In the interest of not overclaiming, these choices are marked in the SKILL.md as defensible-but-not-proven, awaiting head-to-head studies:
- Probe-on-agreement vs probe-on-disagreement allocation (we do probe regardless, but the comparative value is speculative).

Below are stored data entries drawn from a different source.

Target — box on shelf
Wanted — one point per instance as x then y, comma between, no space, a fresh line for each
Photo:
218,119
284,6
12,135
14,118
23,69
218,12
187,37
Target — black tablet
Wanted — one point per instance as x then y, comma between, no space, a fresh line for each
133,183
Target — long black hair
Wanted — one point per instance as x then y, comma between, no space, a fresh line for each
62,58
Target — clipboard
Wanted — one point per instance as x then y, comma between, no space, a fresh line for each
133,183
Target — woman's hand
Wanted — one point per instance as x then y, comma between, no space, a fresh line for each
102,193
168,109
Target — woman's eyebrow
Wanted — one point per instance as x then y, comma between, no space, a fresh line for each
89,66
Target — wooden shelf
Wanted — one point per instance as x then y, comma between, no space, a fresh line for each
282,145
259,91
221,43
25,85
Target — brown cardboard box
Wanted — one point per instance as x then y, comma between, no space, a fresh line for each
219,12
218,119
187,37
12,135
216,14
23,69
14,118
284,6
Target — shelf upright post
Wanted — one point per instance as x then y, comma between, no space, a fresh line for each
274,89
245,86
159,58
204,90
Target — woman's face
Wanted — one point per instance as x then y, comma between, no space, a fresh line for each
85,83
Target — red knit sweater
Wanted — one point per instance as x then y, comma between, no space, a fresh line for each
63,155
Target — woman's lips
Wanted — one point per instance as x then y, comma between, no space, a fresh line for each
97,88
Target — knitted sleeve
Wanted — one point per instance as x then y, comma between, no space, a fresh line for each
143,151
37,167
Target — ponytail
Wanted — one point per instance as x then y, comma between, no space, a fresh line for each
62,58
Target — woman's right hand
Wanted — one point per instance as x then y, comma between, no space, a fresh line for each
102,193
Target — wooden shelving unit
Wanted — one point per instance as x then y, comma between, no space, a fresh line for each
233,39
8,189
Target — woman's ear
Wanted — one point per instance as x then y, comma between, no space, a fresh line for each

- The 2-spawn hard cap as an accuracy claim (it's defensible as a budget claim; literature would support 6+ for accuracy-optimal).
If you have empirical data that addresses these, please open an issue.
MIT
PRs and issues welcome. Especially valuable: empirical comparisons that would move the "hypothesis" flags, additional bypass-case documentation, and platform adapters beyond the three currently supported.